All was quiet on the hemp front for a while until the counter culture movement of the 1960s brought about increased interest in the strains of hemp better suited to recreational use. The Marihuana Tax Act of 1937 was thrown out by the Supreme Court in Leary. V. the U.S. in 1969. (Yes, that was Timothy Leary of “turn on, tune in, and drop out” fame.) Any sense of victory for Mr. Leary was to be short lived with the passage of the Controlled Substances Act of 1970 which, rather than taxing hemp production, simply banned it outright. Absent a minor exception for medical marijuana, this ban is still in place today.

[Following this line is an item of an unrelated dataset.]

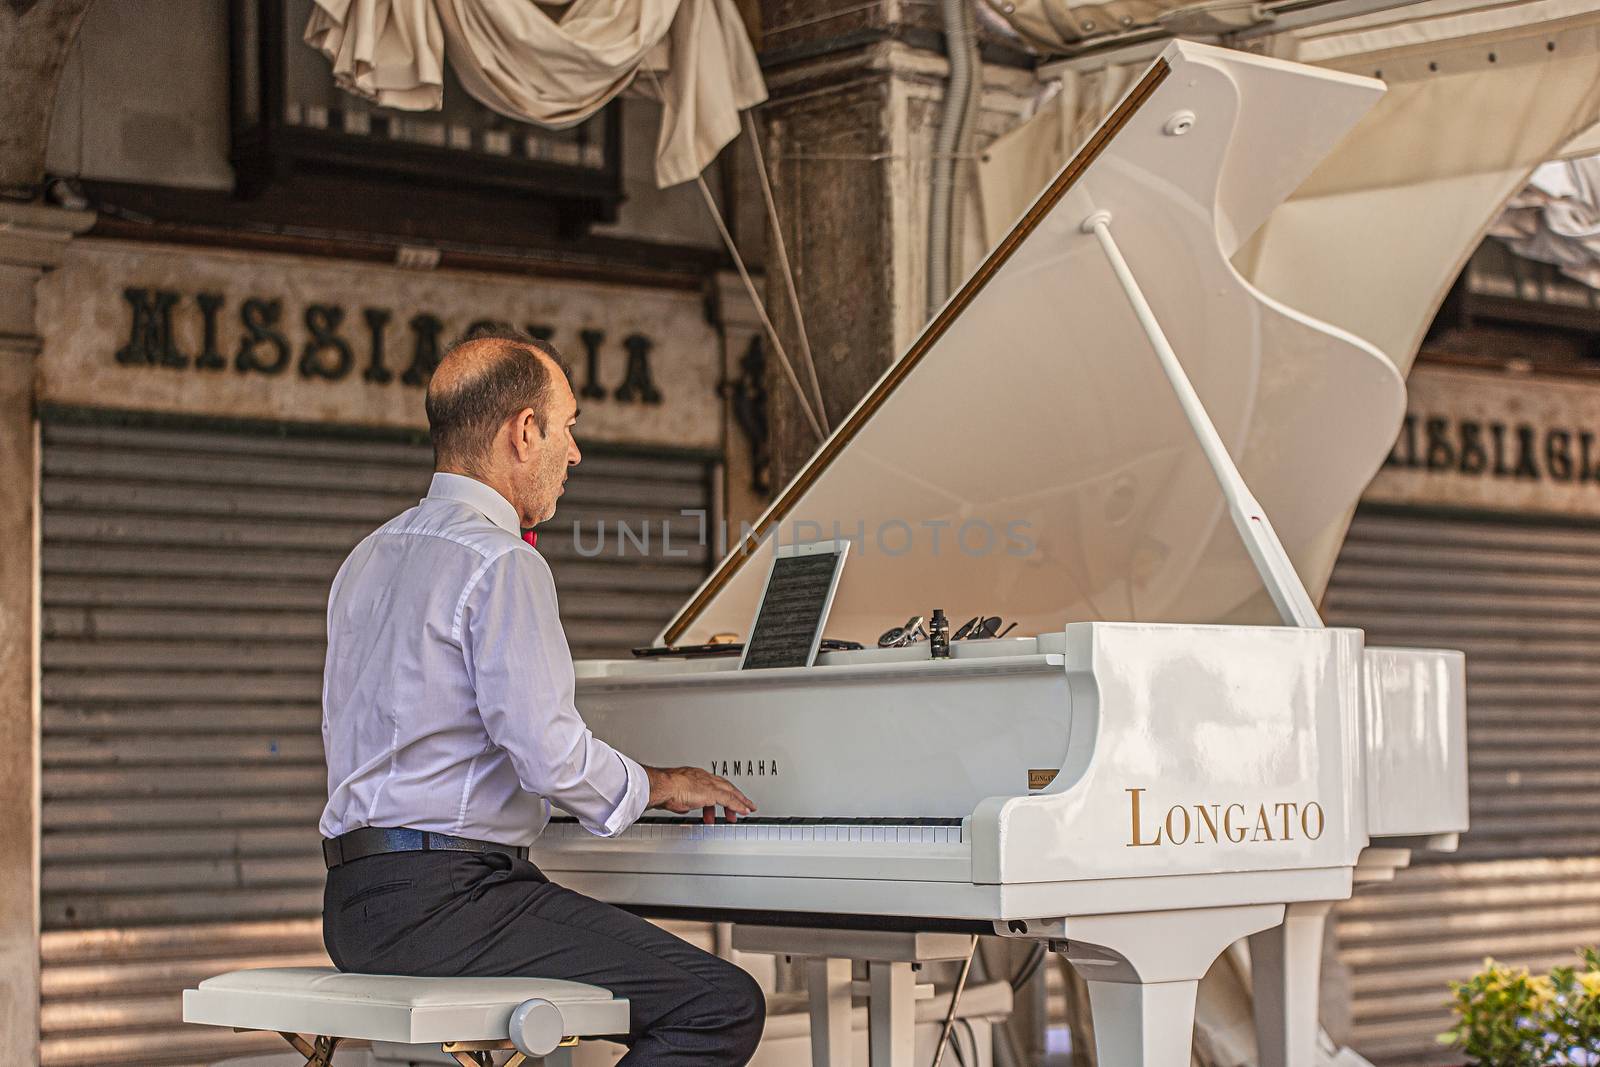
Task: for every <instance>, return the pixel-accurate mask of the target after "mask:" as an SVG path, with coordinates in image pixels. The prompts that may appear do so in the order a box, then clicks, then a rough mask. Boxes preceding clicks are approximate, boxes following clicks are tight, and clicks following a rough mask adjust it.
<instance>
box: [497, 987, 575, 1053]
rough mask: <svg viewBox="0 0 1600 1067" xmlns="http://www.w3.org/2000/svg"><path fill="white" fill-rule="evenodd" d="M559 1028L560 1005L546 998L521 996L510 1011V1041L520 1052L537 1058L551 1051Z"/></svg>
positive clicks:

Given all of the benefits and uses of hemp, you should not be surprised to know that it is grown all over the world. I suspect you will also not be taken aback to learn that the world’s largest grower of hemp and exporter of hemp-based products is China. So who do you think is the world’s largest importer of hemp-based products? Yep, it’s us, the U.S.A.
This foolishness is almost certain to end soon. In August of 2012, Senator Ron Wyden of Oregon introduced the Industrial Hemp Farming Act which is still working its way through the Congress. North Dakota, Hawaii, Kentucky, Maine, Massachusetts, Oregon, California, Montana, West Virginia, and Vermont have already passed legislation allowing for industrial hemp production as soon as the U.S. government relents.
North Carolina should join this group of forward-thinking states. Growing hemp would benefit our farmers through increased revenues and improved soil productivity. Hemp could be deployed in cleaning our hog lagoons and other damaged agricultural areas, and our already-rebounding textile industry is perfectly positioned to start making high-quality hemp fabrics for the domestic and international markets. What do you say Governor McCrory?